Nous évoluons dans société qui s’est organisée autour des technologies et nous n’imaginons plus survivre à la disparition des portables, des jeux vidéo ou de la télévision…Pourtant, nous avons bien vécu sans avant leur apparition ! Mais pardoxalement, personne ne pense au seul fait dont nous sommes tout à fait sûrs, c’est que si la nature n’était pas là pour nous porter, nous ne serions pas là non plus… C’est pourtant bien elle qui nous offre les aliments, avec des réserves mondiales de l’ordre de 5 ou 6 mois, les cosmétiques, l’énergie etc.

Dans la première longue étape de l’histoire de l’institut d’écologie installé dans un cloître franciscain, sous le patronage de François d’Assise, écologiste avant la lettre, nous nous sommes beaucoup préoccupé de remettre la nature à sa place.

Michel Albert, vous avez évoqué la série L’aventure des plantes où l’objectif était de montrer qu’une plante n’est pas une chose inerte. Il y a dans la plante une vie saisie d’autant mieux que l’on voyait les insectes se précipiter sur les fleurs, vie intense de la plante. Ces films ont été passés dans le monde entier, sauf aux Etats-Unis. Il me semblait important que les plantes parlent par elles-mêmes et c’est dans ce sens que nous avons travaillé.

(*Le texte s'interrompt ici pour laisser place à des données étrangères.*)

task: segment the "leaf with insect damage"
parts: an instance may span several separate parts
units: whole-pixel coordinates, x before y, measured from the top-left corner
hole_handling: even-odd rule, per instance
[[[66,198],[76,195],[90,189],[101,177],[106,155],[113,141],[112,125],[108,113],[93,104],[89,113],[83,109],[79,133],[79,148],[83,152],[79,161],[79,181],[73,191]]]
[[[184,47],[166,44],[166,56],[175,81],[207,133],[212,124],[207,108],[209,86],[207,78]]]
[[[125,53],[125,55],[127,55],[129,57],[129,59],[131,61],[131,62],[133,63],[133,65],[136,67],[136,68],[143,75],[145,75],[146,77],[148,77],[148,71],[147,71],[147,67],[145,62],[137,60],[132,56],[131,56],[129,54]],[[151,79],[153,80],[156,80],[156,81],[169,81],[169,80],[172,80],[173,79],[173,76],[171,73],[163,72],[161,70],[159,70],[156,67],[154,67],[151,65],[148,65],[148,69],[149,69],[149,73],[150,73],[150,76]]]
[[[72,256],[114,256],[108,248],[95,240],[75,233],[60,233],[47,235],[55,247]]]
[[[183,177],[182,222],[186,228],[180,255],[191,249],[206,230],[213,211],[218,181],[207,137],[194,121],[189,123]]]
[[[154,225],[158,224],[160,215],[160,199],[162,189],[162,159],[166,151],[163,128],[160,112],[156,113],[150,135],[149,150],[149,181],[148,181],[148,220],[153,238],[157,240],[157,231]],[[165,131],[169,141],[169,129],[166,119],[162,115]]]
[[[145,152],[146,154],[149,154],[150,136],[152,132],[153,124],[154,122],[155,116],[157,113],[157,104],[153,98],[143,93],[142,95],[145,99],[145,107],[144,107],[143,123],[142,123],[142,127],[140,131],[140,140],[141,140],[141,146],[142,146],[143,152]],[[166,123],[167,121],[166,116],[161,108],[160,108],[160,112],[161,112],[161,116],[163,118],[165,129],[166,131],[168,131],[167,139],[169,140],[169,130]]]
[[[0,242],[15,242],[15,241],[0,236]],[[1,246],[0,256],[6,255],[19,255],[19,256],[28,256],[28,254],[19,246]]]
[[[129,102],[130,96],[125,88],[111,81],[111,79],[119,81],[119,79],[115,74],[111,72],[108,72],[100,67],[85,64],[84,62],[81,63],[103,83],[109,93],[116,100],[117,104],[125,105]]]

Un peu plus tard, il m’est apparu de plus en plus évident qu’il fallait songer aux enfants, à la problématique de leur avenir. Nous avons réussi ce tour de force de mettre tout le pétrole et le gaz formés par la terre pendant des millions d’années en l’air sous forme de gaz carbonique en deux siècles et maintenant, le réchauffement climatique inquiète de plus en plus. Des périls importants pèsent sur l’avenir, la vie de nos enfants. Comme vont vite les progrès techniques dans notre société. Nous voyons arriver ces catastrophes potentielles que nous redoutons beaucoup.

Pour éviter ce scénario catastrophe, il importe de renforcer l’éducation des enfants, comme nous l’ont donné nos grands-pères. C’est pourquoi, à l’Institut d’écologie, nous avons donné priorité à l’éducation des petits enfants en maternelle. Chacune est dotée d’un petit jardinet pour les enfants où nous leur offrons un spectacle leur donnant le goût et l’amour de la nature. C’est l’apprentissage de la solidarité entre les générations.

Nous disons aussi à nos enfants que nous plaidons pour l’émulation. S’il y avait à la télévision moins d’agressivité, il y en aurait moins dans la rue.

Je dédie ce prix à nos enfants de la ville de Metz dont nous nous occupons toujours.